In many systems, “free users” create tension. In Lichess, they usually do not, because free use is explicitly part of the mission:

- most people will not donate
- that is expected
- the platform is designed around that reality

This removes the moral policing dynamic. It keeps the community healthier.

Where resentment does show up in open source

In the broader open-source world, maintainer burnout often comes from a different kind of free riding:

large corporations using free code at scale without contributing back.

That is where resentment tends to accumulate, because it feels less like a community commons and more like value extraction.

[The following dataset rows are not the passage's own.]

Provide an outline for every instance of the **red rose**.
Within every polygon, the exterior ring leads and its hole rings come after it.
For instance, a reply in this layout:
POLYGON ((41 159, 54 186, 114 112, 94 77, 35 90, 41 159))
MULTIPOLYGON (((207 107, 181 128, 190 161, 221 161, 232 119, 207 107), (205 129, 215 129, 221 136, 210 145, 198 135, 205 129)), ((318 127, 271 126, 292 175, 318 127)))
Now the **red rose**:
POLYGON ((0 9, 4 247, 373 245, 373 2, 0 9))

7) The hard truth: the money is cleaner, but usually smaller

Donation funding often has high moral quality. It feels clean.
But the quantity is usually lower.

People sometimes say donation models are “efficient,” but efficient for whom?

- Efficient for users: you pay what you want.
- Often inefficient for the platform: it captures less value than it creates.

Most open-source projects do not fail because they are not valuable.

They fail because they cannot reliably capture enough funding to sustain the value they create.

Lichess is unusual because it combines:

- massive value creation
- unusually controlled costs
- strong trust and clear values

Most projects only have one or two of those.

Final synthesis

A small percentage of users donate because:

- they feel gratitude, not obligation
- they care about keeping Lichess available to everyone
- they like being treated with respect rather than being pressured
- they want at least one place online that is not built to manipulate them

And the bigger takeaway is this:

Donation-supported platforms can work, and when they do, they create something rare.
As beautiful as the philosophy of free and open source supported by donations is, it rarely becomes reality at scale. In many domains, the incentives and economics simply do not line up for long enough. Costs rise, attention shifts, maintainers burn out, and the model collapses long before it becomes stable. Most communities do not get a lasting example of it working without compromise. Chess does. And that makes Lichess feel less like a website and more like a rare public good worth appreciating.